Most parents I've met who I consider incredible advocates, didn't learn about laws, best practice, the Individuals with Disabilities Act, available related service and all facets of their child's disability, as well as all things school culture related until they HAD to. Because something wasn't right- but they weren't sure how to articulate why it wasn't right. That's how I found myself learning about all of those things and more- when Grey was in First Grade. That is when I started reading, researching, and interviewing experts constantly. Even today, as Grey is now a 4th grader, rarely does a day go by when I don't research or read or think about this stuff. (I don't recommend that, but that's how much this is in my blood).  After time, and research, and attending Board and budget meetings, I realized that many of the issues I saw in my school, were actually created by the District- they were systemic. After many meetings and attempts at fixes from bottom to top, I realized my advocacy had to be at the District level. I get ignored and/or patronized or disagreed with A LOT. But I keep at it, constantly reminding myself- Intentions don't come truer than mine. All I want is what is best for all children. My inner voice repeats, You are onto something. Something that isn't supposed to be noticed or talked about. And if it was easy, someone would have fixed this decades ago. 

Recently an outside review was done on my District. You can read it HERE. And the data showed that the things I have been talking about for years was the truth. And it was validating and heartbreaking to read. My husband and I attended a School District Board meeting to hear the Special Education Department summarize the review. When the summary was over, (almost FOUR hours after the meeting started,)  I felt like someone had replaced my stomach with a bowling ball. I thought certainly the summary would share- "We now realize XYZ, which is clearly unacceptable. We need to do better. This is how we will come up with a plan. It won't happen overnight, but it WILL happen." Instead it focused a lot on what they were doing right. Anyone who knows me knows I'm a optimist. I also love to celebrate things going right. But right now, with significant Civil Rights being violated, is NOT a time to celebrate. It's a time for accountability. A time to rebuild. A time for honesty. A time for reflection. It's not a time to celebrate. I felt like they were at a party and I was at a funeral. 

So my husband and I began crafting a message, no more than 3 minutes per the rules, to share at the next meeting. We read and researched and wrote and rewrote. And then we showed up. Sometimes all you need to do to change the world is show up. A bunch.

Right before the meeting started. Date night, at a Board meeting.

I am so proud of Michael. Imagine how much faster the world would change if these seats were filled with parents who want the same thing. To watch it, click HERE and fast forward to 1 hour, 8 minutes in. 

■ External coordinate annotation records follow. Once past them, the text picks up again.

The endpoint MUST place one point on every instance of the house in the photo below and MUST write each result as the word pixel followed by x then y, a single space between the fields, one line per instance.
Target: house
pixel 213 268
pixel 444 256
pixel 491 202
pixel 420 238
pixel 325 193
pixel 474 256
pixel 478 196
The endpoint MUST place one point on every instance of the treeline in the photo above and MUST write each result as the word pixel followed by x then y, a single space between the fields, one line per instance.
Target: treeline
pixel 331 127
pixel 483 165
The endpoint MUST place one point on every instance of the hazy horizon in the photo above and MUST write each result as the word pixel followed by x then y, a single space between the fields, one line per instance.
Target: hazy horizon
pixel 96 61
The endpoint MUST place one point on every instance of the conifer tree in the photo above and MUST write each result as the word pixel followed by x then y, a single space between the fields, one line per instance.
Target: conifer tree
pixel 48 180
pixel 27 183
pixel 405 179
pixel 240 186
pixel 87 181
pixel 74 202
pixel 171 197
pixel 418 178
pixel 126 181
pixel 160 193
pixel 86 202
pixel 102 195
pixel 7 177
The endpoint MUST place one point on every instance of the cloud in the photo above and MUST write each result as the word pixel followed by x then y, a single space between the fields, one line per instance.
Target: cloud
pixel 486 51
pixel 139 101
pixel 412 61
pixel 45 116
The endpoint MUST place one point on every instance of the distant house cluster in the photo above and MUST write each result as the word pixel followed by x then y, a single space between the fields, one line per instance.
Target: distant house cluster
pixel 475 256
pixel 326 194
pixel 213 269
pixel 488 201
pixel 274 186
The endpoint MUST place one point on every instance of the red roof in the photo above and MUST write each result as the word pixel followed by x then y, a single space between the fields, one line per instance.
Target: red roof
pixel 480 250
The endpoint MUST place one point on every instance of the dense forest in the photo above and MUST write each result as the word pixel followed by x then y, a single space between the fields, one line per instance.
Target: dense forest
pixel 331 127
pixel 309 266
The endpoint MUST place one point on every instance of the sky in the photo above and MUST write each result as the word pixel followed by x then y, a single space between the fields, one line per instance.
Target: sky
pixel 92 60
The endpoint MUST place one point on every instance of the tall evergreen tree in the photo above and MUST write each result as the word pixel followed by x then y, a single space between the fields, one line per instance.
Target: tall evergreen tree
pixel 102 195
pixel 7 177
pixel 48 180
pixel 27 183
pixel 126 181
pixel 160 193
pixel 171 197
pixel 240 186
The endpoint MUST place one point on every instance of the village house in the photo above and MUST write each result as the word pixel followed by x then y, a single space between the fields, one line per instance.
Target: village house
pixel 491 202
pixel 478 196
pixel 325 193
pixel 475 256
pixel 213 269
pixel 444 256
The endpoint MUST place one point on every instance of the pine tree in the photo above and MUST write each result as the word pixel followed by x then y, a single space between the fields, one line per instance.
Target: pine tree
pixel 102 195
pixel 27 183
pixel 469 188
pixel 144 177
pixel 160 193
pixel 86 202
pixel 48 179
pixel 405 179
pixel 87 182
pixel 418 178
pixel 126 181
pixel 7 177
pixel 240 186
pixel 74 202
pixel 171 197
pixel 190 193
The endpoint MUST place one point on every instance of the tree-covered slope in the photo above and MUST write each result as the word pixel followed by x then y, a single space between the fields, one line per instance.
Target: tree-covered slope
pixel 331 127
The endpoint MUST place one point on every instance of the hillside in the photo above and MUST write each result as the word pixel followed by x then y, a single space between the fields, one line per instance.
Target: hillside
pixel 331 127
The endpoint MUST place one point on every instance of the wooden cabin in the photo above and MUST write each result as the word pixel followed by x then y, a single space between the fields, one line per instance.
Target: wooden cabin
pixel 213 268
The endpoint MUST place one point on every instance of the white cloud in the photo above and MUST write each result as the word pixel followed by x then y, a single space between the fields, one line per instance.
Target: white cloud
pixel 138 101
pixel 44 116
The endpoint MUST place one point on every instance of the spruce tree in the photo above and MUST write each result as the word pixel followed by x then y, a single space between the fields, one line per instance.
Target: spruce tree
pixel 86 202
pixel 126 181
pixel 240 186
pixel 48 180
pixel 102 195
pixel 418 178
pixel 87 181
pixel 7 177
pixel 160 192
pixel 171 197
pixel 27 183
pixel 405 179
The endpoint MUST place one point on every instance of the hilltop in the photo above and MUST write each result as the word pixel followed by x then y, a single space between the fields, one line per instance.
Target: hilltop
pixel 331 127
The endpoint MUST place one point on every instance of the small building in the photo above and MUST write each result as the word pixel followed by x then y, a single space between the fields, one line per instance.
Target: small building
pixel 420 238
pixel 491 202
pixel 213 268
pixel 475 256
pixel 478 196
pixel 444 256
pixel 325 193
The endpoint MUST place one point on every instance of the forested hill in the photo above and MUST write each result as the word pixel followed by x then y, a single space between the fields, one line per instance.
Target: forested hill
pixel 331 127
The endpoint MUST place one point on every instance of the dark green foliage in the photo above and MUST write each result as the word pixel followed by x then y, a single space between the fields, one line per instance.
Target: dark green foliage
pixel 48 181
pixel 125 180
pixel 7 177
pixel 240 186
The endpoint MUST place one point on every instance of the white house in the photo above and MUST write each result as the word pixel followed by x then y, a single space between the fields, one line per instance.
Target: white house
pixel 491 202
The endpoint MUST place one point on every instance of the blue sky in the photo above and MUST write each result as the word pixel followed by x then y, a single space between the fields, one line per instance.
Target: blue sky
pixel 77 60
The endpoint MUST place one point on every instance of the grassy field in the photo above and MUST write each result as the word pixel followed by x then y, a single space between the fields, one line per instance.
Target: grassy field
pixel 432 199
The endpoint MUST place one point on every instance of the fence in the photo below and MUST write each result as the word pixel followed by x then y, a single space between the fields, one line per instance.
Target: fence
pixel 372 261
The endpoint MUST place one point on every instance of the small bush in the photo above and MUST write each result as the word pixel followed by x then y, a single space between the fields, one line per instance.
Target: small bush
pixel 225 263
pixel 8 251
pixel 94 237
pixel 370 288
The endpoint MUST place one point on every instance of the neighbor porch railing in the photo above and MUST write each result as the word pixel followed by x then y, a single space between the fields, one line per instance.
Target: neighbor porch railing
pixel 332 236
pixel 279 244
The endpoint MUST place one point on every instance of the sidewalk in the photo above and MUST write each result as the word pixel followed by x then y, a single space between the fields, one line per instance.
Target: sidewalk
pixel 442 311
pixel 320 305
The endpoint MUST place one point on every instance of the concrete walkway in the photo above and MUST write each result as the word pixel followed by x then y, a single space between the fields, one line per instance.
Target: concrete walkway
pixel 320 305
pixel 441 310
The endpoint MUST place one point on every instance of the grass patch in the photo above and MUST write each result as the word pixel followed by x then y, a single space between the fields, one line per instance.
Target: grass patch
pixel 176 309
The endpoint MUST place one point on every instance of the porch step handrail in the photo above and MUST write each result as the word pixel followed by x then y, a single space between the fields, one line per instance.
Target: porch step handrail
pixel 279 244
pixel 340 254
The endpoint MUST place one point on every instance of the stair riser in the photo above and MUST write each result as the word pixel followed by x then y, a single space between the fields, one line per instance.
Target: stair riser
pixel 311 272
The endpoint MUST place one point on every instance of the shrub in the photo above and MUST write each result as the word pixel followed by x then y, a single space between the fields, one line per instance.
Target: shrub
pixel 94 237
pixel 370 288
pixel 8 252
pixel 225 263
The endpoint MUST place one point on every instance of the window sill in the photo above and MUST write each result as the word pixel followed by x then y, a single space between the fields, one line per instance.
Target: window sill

And here are my words. I would be honored if you would watch. My new favorite words are Inclusion starts with me. Ask yourself, how can I use my voice and my circumstances and my environment to fight for inclusion of every form? Inclusion matters, for all kinds of kids. Kids like Parker who have autism. Kids like Coco who don't. When everyone is invited, everyone wins. This is our friend- she goes to therapy with Parker one day a week. She is teaching Parker so much, and Parker is teaching Coco so much too. 

Inclusion also matters for people like Guy. An amazing 12 year old with more wisdom than most adults. 

Guy uses a speaking device like Greyson. And he made my whole day with this message. It gives me fuel to keep up the fight. But I'm looking for a few good women and men to join me. Advocacy seeks us out, in situations we may originally know nothing about. But our gut feels an ache of needed change. That's the sign that advocacy is choosing us. Will you answer its call?